I have often thought of the same thing. When looking at old photos, or watching a historical movie the one thing we never think about is smell.

It's like when I started watching Mad Men and realizing how much people smoked back then. It was everywhere: buildings, homes, offices, etc...it occurred to me for the first time how aweful the world must have smelled back in those days.

People's homes and offices probably smelled like an ashtray around the clock.

This. These days, I can smell a smoker a block away.

Mix in smoking, lav juice, cooking with lard, HIGH octane avgas, ADI fluid, plain old BO, greasy hair stuff, along with miscellaneous and sundry other fluids and whatnot, and you've got yourself a funk-tastic smell-o-rama marinating in those pre-air conditioned terminals.

I'm sure it was enough to please even the most discriminating odor-phile.

In the Capitol building in Washington DC, there is a statue area. Each state can send 2 statues of personages of historical significance from their state. One of Florida's is John Gorrie, the "Father of Mechanical Refrigeration" aka air conditioning. It is an honor WELL deserved, considering Florida would be an uninhabitable mosquito zoo without it.

Richman
 
In the Capitol building in Washington DC, there is a statue area. Each state can send 2 statues of personages of historical significance from their state. One of Florida's is John Gorrie, the "Father of Mechanical Refrigeration" aka air conditioning. It is an honor WELL deserved, considering Florida would be an uninhabitable mosquito zoo without it.

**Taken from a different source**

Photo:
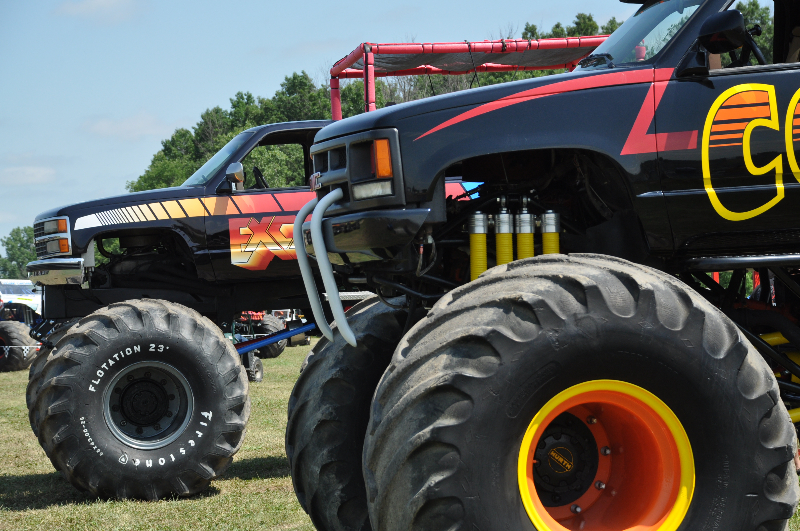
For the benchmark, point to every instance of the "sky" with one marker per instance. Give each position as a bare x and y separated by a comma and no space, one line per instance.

Air conditioning (along with aluminum mesh screen) did more to eradicate malaria and yellow fever in this country than efforts to "eradicate" the little bugger that was the vector of the disease.
 
Air conditioning (along with aluminum mesh screen) did more to eradicate malaria and yellow fever in this country than efforts to "eradicate" the little bugger that was the vector of the disease.

While I nominally agree that spending more time indoors limits exposure, you do need to cull vector at it's source because you have to go outside SOMETIME (Amazon's efforts not withstanding). A lot of it is plain old common sense once you figure the bugger out. Drain stagnant pools, limit breeding areas, etc, but a good old fashioned dusting goes a long way, too.

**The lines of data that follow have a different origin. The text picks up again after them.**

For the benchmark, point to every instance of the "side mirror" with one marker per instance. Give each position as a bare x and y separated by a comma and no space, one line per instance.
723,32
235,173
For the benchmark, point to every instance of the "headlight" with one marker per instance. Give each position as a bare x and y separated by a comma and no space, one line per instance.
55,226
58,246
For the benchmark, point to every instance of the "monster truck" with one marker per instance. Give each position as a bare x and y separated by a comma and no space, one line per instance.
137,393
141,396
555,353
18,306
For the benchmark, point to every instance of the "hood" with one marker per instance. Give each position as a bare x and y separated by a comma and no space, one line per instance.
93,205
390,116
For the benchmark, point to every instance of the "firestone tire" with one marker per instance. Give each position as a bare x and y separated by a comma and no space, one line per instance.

Heck, growing up we had the tanker trucks go down each street spraying "stuff". Our parent's advice when this cloud of doom approached (besides insisting we go outside in the skin tearing tropical sun, drinking from the hose, and not bothering with helmets and nerf suits) ?

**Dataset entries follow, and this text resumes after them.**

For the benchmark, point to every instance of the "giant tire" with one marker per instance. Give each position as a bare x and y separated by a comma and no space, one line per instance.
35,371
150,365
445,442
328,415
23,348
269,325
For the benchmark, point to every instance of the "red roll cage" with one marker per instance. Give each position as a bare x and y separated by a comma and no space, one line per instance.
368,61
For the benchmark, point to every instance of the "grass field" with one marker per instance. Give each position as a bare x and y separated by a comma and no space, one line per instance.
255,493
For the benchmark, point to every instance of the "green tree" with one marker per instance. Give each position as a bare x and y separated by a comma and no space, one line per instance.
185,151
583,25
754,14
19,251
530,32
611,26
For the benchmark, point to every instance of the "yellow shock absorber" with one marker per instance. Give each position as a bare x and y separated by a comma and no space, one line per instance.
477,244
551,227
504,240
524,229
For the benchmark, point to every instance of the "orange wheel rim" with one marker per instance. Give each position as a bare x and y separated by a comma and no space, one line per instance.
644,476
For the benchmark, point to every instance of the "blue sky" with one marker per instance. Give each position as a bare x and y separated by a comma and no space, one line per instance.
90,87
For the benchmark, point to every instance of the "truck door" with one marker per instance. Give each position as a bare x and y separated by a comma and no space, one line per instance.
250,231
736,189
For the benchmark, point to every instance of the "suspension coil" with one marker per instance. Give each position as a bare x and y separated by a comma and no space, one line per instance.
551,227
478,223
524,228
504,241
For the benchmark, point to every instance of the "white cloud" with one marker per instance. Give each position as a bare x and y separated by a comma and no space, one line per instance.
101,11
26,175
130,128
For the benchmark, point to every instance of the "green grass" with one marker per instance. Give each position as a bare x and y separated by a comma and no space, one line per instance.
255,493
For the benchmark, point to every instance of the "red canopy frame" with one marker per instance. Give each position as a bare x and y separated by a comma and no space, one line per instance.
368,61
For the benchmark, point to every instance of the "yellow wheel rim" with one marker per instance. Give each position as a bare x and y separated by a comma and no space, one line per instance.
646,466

"Eh, just come inside for 10 minutes".

No dain bramage as far as I can tell...

Richman
 
While I nominally agree that spending more time indoors limits exposure, you do need to cull vector at it's source because you have to go outside SOMETIME (Amazon's efforts not withstanding). A lot of it is plain old common sense once you figure the bugger out. Drain stagnant pools, limit breeding areas, etc, but a good old fashioned dusting goes a long way, too.

Heck, growing up we had the tanker trucks go down each street spraying "stuff". Our parent's advice when this cloud of doom approached (besides insisting we go outside in the skin tearing tropical sun, drinking from the hose, and not bothering with helmets and nerf suits) ?

"Eh, just come inside for 10 minutes".

No dain bramage as far as I can tell...

Richman

<<< has small M.S. degree in Entomology dealing with the surveillance and control of mosquitoes :)

You're right, a lot of it is common sense. I spent the better part of a decade trapping, identifying, educating, and also killing the little buggers.
 
<<< has small M.S. degree in Entomology dealing with the surveillance and control of mosquitoes :)

You're right, a lot of it is common sense. I spent the better part of a decade trapping, identifying, educating, and also killing the little buggers.

<<< Relatively recent degree in molecular biology. My efforts were focused on finding the "smart bomb" approach to killing the things that bug us. Decided that "sniffing the dish" was not exactly what I had in mind when learning to ID bacteria, despite my Prof's admonishment to get over my icky-phobia.

It proved remarkably accurate, though...nothing like becoming semi-talented at a skill that is, after all, really gross.